Tesla merely has to open the money tap to get more of both compute and storage, and let the real-time data flow in.

gwern · on June 22, 2021

> Tesla merely has to open the money tap to get more of both compute and storage, and let the real-time data flow in.

And if you watch the other parts of the presentation, you'll see the bits about them buying clusters with 5k+ A100 GPUs. Presumably they intend to do something with those. Probably not streaming Fortnite concerts.

tokipin · on June 22, 2021

I would agree if their increase in data was linear, but it is increasing by orders of magnitude, which should have qualitative consequences for what they're able to accomplish as they claw their way through 9s. I don't see how it's possible to get progressively more 9s without scaling in both data and compute.

The point of the higher scale isn't just more data, it also makes it easier to solve the unbalanced data problem, because rarer and rarer scenarios will appear in large enough numbers to work with.

nickik · on June 22, 2021

> The notion that Tesla's model HAS to keep improving simply because they will be able to pile on more (unlabeled!) data

That the exact opposite of what they are doing.

It seems like you didn't watch the talk at all.

trhway · on June 22, 2021

>to pile on more (unlabeled!) data

given the nature of that data you can get a lot of unsupervised mileage, so to speak, out of it.

sumnuyungi · on June 22, 2021

You make it sound extremely manual and sequential when reality is anything but.

A team with funds like Tesla, Google, FAIR is going to be using NAS and have a continuous testing pipeline. Tesla has arguably the best environment for continuous testing which is the most difficult part of improving a model. Andrej even said in his talk that their supercomputer is in the top 5 for FLOPs.

SOTA on ImageNet for the past few years has been driven by pre-training on massive datasets. Vision transformers are increasingly more common and are extremely data-hungry.

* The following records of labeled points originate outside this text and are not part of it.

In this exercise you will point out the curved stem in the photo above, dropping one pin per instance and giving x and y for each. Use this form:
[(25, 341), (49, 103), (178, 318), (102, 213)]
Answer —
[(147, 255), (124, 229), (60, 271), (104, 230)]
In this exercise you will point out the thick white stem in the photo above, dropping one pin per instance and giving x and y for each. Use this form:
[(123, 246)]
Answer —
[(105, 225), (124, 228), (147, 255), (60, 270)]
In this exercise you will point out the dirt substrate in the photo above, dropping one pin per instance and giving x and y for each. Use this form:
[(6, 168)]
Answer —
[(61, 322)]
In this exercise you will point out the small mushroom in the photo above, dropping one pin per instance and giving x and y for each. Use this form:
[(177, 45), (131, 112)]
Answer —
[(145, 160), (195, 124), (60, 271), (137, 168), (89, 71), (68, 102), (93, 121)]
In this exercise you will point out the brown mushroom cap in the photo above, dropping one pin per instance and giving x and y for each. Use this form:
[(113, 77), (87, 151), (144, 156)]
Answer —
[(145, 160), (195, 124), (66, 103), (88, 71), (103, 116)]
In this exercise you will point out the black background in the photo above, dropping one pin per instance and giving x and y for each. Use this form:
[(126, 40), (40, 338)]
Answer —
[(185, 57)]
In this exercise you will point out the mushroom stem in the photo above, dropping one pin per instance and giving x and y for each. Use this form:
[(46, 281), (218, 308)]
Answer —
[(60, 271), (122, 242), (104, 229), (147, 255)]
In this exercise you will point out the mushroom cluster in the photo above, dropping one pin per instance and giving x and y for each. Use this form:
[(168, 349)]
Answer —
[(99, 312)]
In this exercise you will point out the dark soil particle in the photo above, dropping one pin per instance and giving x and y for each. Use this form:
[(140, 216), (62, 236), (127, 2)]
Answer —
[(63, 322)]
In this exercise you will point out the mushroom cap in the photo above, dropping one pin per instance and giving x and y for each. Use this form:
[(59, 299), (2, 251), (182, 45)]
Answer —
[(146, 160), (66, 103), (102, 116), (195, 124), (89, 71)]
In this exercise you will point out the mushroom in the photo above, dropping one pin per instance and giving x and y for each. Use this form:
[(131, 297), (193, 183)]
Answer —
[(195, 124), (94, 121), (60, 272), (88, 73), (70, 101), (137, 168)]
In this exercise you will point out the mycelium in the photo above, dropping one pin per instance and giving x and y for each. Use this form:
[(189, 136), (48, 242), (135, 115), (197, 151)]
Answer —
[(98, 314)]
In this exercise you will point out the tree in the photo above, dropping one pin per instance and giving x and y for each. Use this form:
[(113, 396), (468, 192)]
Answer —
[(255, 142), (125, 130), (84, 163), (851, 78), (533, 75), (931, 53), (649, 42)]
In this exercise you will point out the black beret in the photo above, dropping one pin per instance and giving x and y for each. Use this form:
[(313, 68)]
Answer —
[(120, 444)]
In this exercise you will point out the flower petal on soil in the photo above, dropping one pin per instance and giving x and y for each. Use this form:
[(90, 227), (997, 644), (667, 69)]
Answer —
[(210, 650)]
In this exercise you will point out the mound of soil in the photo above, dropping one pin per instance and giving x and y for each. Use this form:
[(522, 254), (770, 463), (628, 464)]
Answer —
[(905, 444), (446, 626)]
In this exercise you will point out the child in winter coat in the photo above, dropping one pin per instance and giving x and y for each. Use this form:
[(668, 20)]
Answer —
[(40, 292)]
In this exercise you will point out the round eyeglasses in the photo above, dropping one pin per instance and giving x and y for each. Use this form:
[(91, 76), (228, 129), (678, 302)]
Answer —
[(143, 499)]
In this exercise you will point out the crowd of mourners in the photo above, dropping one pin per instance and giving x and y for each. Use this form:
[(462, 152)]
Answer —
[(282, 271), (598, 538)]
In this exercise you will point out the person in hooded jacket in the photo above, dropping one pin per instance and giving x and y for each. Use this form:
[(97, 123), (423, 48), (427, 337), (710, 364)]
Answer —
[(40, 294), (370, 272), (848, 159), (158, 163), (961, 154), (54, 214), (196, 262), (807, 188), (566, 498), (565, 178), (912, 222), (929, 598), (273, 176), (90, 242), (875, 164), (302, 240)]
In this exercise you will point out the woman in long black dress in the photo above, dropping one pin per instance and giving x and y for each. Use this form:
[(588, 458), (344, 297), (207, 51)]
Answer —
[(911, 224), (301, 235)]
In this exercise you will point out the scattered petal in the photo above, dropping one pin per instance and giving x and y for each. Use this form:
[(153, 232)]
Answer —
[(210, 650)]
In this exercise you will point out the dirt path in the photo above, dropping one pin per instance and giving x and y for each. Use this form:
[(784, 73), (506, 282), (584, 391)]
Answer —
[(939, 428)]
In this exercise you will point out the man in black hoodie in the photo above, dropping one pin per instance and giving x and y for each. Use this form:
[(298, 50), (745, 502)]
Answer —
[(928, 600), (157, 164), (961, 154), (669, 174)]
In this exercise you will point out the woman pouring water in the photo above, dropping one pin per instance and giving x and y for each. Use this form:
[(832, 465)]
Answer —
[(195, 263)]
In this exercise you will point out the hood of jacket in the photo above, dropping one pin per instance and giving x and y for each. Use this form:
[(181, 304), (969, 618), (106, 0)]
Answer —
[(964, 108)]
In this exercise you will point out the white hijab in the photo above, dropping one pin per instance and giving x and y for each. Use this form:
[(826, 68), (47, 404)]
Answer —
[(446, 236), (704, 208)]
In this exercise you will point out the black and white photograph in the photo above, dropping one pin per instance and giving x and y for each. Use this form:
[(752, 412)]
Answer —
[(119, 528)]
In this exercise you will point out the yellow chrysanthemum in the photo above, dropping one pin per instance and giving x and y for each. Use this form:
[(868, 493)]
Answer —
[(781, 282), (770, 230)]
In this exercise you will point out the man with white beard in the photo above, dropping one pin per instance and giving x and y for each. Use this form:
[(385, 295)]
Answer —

daveguy · on June 22, 2021

I'd say the data that Tesla collects is of lower value, because it doesn't have sensor info from a different modality. Other companies are getting a good reference to ground truth for both camera to lidar and lidar to camera. I don't know how much more valuable accurate distance sensing over a 3d field is compared to not having it, but I so know it's more valuable.

It may be valuable enough to require a few petaflops less computing power.